This is the official repository of XVFI (eXtreme Video Frame Interpolation)

Overview

XVFI PWC PWC

This is the official repository of XVFI (eXtreme Video Frame Interpolation), https://arxiv.org/abs/2103.16206

Last Update: 20210607

We provide the training and test code along with the trained weights and the dataset (train+test) used for XVFI. If you find this repository useful, please consider citing our paper.

Examples of the VFI (x8 Multi-Frame Interpolation) results on X-TEST

results_045_resized results_079_resized results_158_resized
The [email protected] input frames are interpolated to be [email protected] frames. All results are encoded at 30fps to be played as x8 slow motion and spatially down-scaled due to the limit of file sizes. All methods are trained on X-TRAIN.

Table of Contents

  1. X4K1000FPS
  2. Requirements
  3. Test
  4. Test_Custom
  5. Training
  6. Reference
  7. Contact

X4K1000FPS

Dataset of high-resolution (4096×2160), high-fps (1000fps) video frames with extreme motion.

003 004 045 078 081 146
Some examples of X4K1000FPS dataset, which are frames of 1000-fps and 4K-resolution. Our dataset contains the various scenes with extreme motions. (Displayed in spatiotemporally subsampled .gif files)

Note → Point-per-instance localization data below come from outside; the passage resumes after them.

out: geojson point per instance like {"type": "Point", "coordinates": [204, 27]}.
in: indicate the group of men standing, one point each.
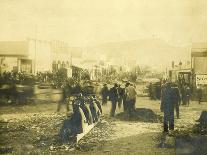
{"type": "Point", "coordinates": [118, 95]}
{"type": "Point", "coordinates": [170, 101]}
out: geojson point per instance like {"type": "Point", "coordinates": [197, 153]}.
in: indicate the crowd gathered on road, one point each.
{"type": "Point", "coordinates": [120, 94]}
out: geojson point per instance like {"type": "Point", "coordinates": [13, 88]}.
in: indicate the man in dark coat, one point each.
{"type": "Point", "coordinates": [104, 94]}
{"type": "Point", "coordinates": [66, 93]}
{"type": "Point", "coordinates": [176, 98]}
{"type": "Point", "coordinates": [168, 106]}
{"type": "Point", "coordinates": [121, 94]}
{"type": "Point", "coordinates": [113, 96]}
{"type": "Point", "coordinates": [125, 96]}
{"type": "Point", "coordinates": [200, 94]}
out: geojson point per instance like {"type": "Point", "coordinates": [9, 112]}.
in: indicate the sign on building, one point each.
{"type": "Point", "coordinates": [201, 79]}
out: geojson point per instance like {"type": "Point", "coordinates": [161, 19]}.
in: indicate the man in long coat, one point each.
{"type": "Point", "coordinates": [167, 107]}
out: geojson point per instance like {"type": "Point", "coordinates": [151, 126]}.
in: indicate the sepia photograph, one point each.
{"type": "Point", "coordinates": [103, 77]}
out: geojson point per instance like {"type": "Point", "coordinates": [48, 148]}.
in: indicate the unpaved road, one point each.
{"type": "Point", "coordinates": [34, 129]}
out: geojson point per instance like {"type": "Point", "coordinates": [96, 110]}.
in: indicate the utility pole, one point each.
{"type": "Point", "coordinates": [35, 58]}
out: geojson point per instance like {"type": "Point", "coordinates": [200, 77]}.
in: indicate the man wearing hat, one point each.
{"type": "Point", "coordinates": [113, 96]}
{"type": "Point", "coordinates": [104, 94]}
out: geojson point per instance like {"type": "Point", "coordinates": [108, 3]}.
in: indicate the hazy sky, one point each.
{"type": "Point", "coordinates": [89, 22]}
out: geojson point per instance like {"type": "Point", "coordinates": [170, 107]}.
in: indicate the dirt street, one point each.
{"type": "Point", "coordinates": [33, 129]}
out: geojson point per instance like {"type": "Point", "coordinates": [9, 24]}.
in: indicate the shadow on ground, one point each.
{"type": "Point", "coordinates": [141, 115]}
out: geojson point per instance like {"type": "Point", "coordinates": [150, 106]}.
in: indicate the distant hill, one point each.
{"type": "Point", "coordinates": [145, 51]}
{"type": "Point", "coordinates": [152, 52]}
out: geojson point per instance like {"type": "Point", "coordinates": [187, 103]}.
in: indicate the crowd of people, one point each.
{"type": "Point", "coordinates": [86, 111]}
{"type": "Point", "coordinates": [118, 95]}
{"type": "Point", "coordinates": [172, 96]}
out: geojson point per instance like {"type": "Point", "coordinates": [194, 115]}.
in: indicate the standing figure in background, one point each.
{"type": "Point", "coordinates": [131, 98]}
{"type": "Point", "coordinates": [125, 96]}
{"type": "Point", "coordinates": [65, 97]}
{"type": "Point", "coordinates": [176, 99]}
{"type": "Point", "coordinates": [113, 96]}
{"type": "Point", "coordinates": [168, 107]}
{"type": "Point", "coordinates": [200, 94]}
{"type": "Point", "coordinates": [104, 94]}
{"type": "Point", "coordinates": [188, 94]}
{"type": "Point", "coordinates": [121, 94]}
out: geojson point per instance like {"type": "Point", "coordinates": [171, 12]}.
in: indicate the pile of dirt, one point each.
{"type": "Point", "coordinates": [140, 114]}
{"type": "Point", "coordinates": [96, 138]}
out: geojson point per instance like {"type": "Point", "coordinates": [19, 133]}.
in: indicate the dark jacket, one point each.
{"type": "Point", "coordinates": [113, 94]}
{"type": "Point", "coordinates": [176, 95]}
{"type": "Point", "coordinates": [167, 98]}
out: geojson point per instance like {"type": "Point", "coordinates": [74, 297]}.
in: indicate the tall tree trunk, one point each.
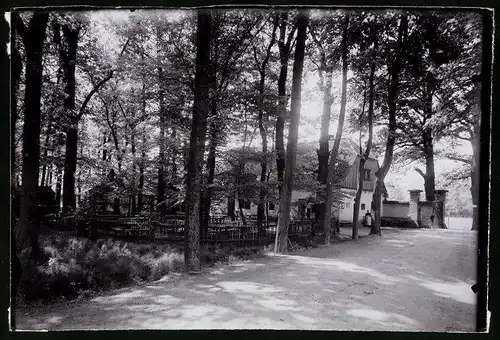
{"type": "Point", "coordinates": [59, 175]}
{"type": "Point", "coordinates": [392, 103]}
{"type": "Point", "coordinates": [284, 48]}
{"type": "Point", "coordinates": [429, 178]}
{"type": "Point", "coordinates": [263, 163]}
{"type": "Point", "coordinates": [262, 68]}
{"type": "Point", "coordinates": [140, 196]}
{"type": "Point", "coordinates": [33, 37]}
{"type": "Point", "coordinates": [475, 179]}
{"type": "Point", "coordinates": [197, 142]}
{"type": "Point", "coordinates": [212, 148]}
{"type": "Point", "coordinates": [133, 201]}
{"type": "Point", "coordinates": [45, 153]}
{"type": "Point", "coordinates": [364, 157]}
{"type": "Point", "coordinates": [324, 150]}
{"type": "Point", "coordinates": [68, 60]}
{"type": "Point", "coordinates": [161, 161]}
{"type": "Point", "coordinates": [140, 187]}
{"type": "Point", "coordinates": [69, 202]}
{"type": "Point", "coordinates": [16, 69]}
{"type": "Point", "coordinates": [281, 242]}
{"type": "Point", "coordinates": [333, 155]}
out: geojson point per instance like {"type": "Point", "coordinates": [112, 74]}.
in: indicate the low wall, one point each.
{"type": "Point", "coordinates": [395, 209]}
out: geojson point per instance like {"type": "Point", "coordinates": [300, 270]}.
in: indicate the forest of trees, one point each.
{"type": "Point", "coordinates": [205, 106]}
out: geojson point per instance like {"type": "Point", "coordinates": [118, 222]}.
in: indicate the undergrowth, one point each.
{"type": "Point", "coordinates": [78, 266]}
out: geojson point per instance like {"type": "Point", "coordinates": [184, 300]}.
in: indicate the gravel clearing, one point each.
{"type": "Point", "coordinates": [410, 280]}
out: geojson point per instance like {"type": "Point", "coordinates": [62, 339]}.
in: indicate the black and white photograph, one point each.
{"type": "Point", "coordinates": [289, 168]}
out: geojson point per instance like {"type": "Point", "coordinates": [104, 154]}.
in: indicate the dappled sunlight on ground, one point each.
{"type": "Point", "coordinates": [344, 266]}
{"type": "Point", "coordinates": [398, 282]}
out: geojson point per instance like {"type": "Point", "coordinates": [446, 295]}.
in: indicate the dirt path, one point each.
{"type": "Point", "coordinates": [406, 280]}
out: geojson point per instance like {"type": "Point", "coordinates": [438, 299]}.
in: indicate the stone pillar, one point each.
{"type": "Point", "coordinates": [438, 208]}
{"type": "Point", "coordinates": [414, 211]}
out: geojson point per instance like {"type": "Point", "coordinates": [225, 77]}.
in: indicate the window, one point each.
{"type": "Point", "coordinates": [367, 174]}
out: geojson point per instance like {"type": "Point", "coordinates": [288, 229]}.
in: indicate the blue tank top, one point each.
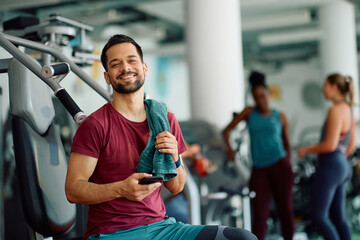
{"type": "Point", "coordinates": [266, 138]}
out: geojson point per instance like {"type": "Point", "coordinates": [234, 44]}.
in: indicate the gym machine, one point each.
{"type": "Point", "coordinates": [41, 164]}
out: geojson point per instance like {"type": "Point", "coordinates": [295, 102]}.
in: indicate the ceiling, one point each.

We provide our X4K1000FPS dataset which consists of X-TEST and X-TRAIN. Please refer to our main/suppl. paper for the details of the dataset. You can download the dataset from this dropbox link.

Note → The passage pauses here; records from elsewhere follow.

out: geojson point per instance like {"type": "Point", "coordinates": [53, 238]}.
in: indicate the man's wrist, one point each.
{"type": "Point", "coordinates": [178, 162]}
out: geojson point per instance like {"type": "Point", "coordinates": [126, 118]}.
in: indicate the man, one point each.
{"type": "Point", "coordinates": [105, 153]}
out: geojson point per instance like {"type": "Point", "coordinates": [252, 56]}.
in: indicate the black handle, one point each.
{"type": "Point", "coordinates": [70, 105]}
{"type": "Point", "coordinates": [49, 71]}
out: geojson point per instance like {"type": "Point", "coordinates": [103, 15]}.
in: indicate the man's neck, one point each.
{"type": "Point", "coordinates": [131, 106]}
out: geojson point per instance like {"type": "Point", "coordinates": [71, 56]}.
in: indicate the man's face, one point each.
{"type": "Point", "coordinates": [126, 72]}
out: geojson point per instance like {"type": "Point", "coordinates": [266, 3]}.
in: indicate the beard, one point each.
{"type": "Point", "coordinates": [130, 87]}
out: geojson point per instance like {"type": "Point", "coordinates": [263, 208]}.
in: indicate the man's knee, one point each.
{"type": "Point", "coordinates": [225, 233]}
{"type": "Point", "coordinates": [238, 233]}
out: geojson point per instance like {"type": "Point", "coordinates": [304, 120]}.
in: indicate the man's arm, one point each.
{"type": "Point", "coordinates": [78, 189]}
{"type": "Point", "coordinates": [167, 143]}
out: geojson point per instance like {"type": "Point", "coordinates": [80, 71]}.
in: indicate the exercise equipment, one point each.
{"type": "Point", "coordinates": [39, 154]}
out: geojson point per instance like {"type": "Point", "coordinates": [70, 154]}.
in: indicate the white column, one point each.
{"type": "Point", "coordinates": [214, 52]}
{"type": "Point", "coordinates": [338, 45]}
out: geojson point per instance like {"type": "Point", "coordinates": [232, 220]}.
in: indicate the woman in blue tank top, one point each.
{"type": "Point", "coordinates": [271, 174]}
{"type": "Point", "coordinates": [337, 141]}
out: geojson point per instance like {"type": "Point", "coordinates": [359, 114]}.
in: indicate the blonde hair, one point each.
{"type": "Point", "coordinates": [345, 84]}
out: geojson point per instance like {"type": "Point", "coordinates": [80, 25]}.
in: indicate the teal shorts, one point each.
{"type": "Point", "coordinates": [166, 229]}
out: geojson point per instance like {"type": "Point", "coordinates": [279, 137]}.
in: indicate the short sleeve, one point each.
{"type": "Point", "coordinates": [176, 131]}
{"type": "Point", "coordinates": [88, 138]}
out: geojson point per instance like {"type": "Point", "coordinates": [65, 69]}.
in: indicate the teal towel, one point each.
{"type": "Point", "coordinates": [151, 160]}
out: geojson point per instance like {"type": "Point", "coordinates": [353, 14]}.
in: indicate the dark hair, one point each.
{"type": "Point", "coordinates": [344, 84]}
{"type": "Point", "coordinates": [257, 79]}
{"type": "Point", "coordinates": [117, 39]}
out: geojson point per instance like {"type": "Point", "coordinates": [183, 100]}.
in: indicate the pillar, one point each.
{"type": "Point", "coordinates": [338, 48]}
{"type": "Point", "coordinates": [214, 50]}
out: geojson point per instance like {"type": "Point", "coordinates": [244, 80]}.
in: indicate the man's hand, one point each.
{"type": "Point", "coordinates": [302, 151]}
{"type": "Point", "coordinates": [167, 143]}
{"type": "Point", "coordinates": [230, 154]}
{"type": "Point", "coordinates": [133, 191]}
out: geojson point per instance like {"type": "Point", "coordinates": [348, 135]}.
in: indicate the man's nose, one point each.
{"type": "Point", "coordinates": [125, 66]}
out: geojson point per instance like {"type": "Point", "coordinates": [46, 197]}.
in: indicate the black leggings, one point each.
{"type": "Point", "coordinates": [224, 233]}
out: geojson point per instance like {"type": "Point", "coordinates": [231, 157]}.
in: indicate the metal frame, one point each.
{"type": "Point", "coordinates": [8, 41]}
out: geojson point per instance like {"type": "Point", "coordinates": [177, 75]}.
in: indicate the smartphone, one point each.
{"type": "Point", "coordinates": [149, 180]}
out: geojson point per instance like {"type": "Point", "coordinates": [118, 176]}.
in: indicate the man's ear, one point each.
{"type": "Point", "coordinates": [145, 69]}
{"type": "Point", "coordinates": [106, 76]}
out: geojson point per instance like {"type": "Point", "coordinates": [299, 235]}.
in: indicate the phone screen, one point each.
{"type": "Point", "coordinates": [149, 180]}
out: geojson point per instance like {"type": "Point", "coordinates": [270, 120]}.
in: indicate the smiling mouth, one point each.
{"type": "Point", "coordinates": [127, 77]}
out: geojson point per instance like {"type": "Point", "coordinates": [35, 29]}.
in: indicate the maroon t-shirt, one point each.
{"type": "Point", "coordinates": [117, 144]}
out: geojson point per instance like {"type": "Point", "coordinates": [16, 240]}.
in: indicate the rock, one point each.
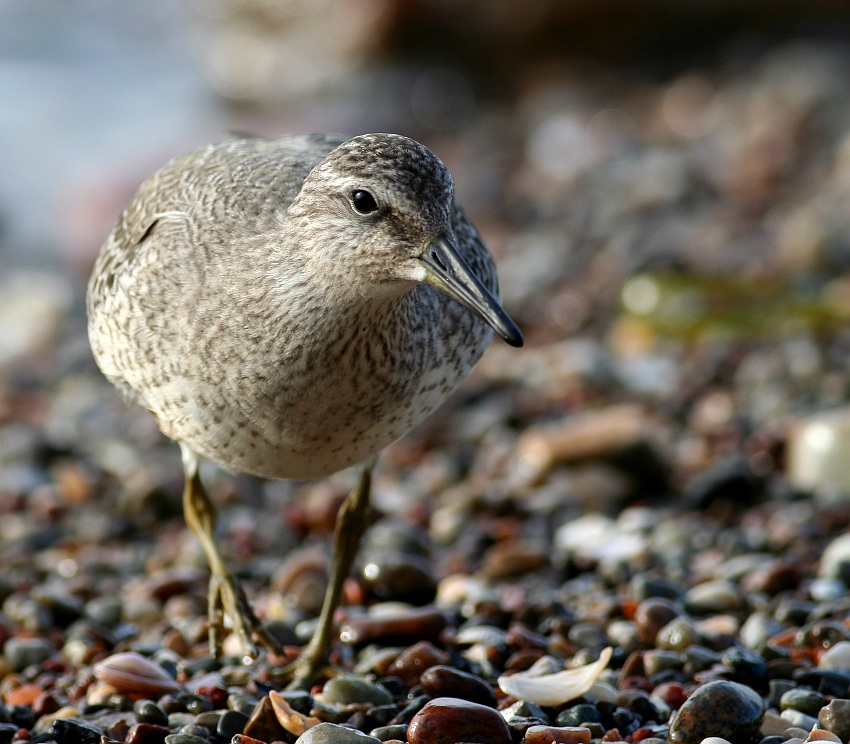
{"type": "Point", "coordinates": [331, 733]}
{"type": "Point", "coordinates": [721, 708]}
{"type": "Point", "coordinates": [835, 717]}
{"type": "Point", "coordinates": [348, 690]}
{"type": "Point", "coordinates": [450, 720]}
{"type": "Point", "coordinates": [445, 681]}
{"type": "Point", "coordinates": [836, 657]}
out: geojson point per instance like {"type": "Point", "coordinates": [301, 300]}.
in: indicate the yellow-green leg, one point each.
{"type": "Point", "coordinates": [351, 523]}
{"type": "Point", "coordinates": [226, 596]}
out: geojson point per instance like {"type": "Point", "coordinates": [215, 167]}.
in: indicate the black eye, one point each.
{"type": "Point", "coordinates": [363, 202]}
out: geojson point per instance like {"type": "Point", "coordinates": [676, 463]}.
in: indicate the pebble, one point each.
{"type": "Point", "coordinates": [835, 717]}
{"type": "Point", "coordinates": [331, 733]}
{"type": "Point", "coordinates": [720, 708]}
{"type": "Point", "coordinates": [349, 690]}
{"type": "Point", "coordinates": [803, 700]}
{"type": "Point", "coordinates": [450, 720]}
{"type": "Point", "coordinates": [836, 656]}
{"type": "Point", "coordinates": [22, 652]}
{"type": "Point", "coordinates": [445, 681]}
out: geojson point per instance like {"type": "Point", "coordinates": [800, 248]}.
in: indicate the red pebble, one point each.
{"type": "Point", "coordinates": [450, 720]}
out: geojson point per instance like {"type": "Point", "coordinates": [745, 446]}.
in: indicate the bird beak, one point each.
{"type": "Point", "coordinates": [448, 272]}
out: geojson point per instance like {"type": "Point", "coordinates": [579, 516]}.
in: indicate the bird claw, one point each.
{"type": "Point", "coordinates": [226, 598]}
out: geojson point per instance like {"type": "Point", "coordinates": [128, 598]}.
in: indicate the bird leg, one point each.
{"type": "Point", "coordinates": [226, 596]}
{"type": "Point", "coordinates": [351, 523]}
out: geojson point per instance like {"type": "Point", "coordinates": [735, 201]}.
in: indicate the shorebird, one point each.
{"type": "Point", "coordinates": [288, 308]}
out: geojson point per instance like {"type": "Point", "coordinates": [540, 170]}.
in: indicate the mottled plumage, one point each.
{"type": "Point", "coordinates": [272, 325]}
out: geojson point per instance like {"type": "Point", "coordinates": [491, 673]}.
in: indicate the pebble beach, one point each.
{"type": "Point", "coordinates": [658, 480]}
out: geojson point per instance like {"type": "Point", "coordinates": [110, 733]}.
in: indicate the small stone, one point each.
{"type": "Point", "coordinates": [395, 732]}
{"type": "Point", "coordinates": [557, 735]}
{"type": "Point", "coordinates": [414, 660]}
{"type": "Point", "coordinates": [445, 681]}
{"type": "Point", "coordinates": [182, 738]}
{"type": "Point", "coordinates": [331, 733]}
{"type": "Point", "coordinates": [712, 597]}
{"type": "Point", "coordinates": [148, 711]}
{"type": "Point", "coordinates": [450, 720]}
{"type": "Point", "coordinates": [578, 714]}
{"type": "Point", "coordinates": [230, 723]}
{"type": "Point", "coordinates": [146, 733]}
{"type": "Point", "coordinates": [758, 628]}
{"type": "Point", "coordinates": [263, 723]}
{"type": "Point", "coordinates": [802, 699]}
{"type": "Point", "coordinates": [720, 708]}
{"type": "Point", "coordinates": [22, 652]}
{"type": "Point", "coordinates": [653, 614]}
{"type": "Point", "coordinates": [350, 690]}
{"type": "Point", "coordinates": [799, 720]}
{"type": "Point", "coordinates": [72, 731]}
{"type": "Point", "coordinates": [836, 657]}
{"type": "Point", "coordinates": [835, 717]}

X-TEST consists of 15 video clips with 33-length of 4K-1000fps frames. It follows the below directory format:

├──── YOUR_DIR/
    ├──── test/
       ├──── Type1/
          ├──── TEST01/
             ├──── 0000.png
             ├──── ...
             └──── 0032.png
          ├──── TEST02/
             ├──── 0000.png
             ├──── ...
             └──── 0032.png
          ├──── ...
       ├──── ...

X-TRAIN consists of 4,408 clips from various types of 110 scenes. The clips are 65-length of 1000fps frames. Each frame is the size of 768x768 cropped from 4K frame. It follows the below directory format:

├──── YOUR_DIR/
    ├──── train/
       ├──── 002/
          ├──── occ008.320/
             ├──── 0000.png
             ├──── ...
             └──── 0064.png
          ├──── occ008.322/
             ├──── 0000.png
             ├──── ...
             └──── 0064.png
          ├──── ...
       ├──── ...

After downloading the files from the link, decompress the encoded_test.tar.gz and encoded_train.tar.gz. The resulting .mp4 files can be decoded into .png files via running mp4_decoding.py. Please follow the instruction written in mp4_decoding.py.

Requirements

Our code is implemented using PyTorch1.7, and was tested under the following setting:

  • Python 3.7
  • PyTorch 1.7.1
  • CUDA 10.2
  • cuDNN 7.6.5
  • NVIDIA TITAN RTX GPU
  • Ubuntu 16.04 LTS

Caution: since there is "align_corners" option in "nn.functional.interpolate" and "nn.functional.grid_sample" in PyTorch1.7, we recommend you to follow our settings. Especially, if you use the other PyTorch versions, it may lead to yield a different performance.

Test

Quick Start for X-TEST (x8 Multi-Frame Interpolation as in Table 2)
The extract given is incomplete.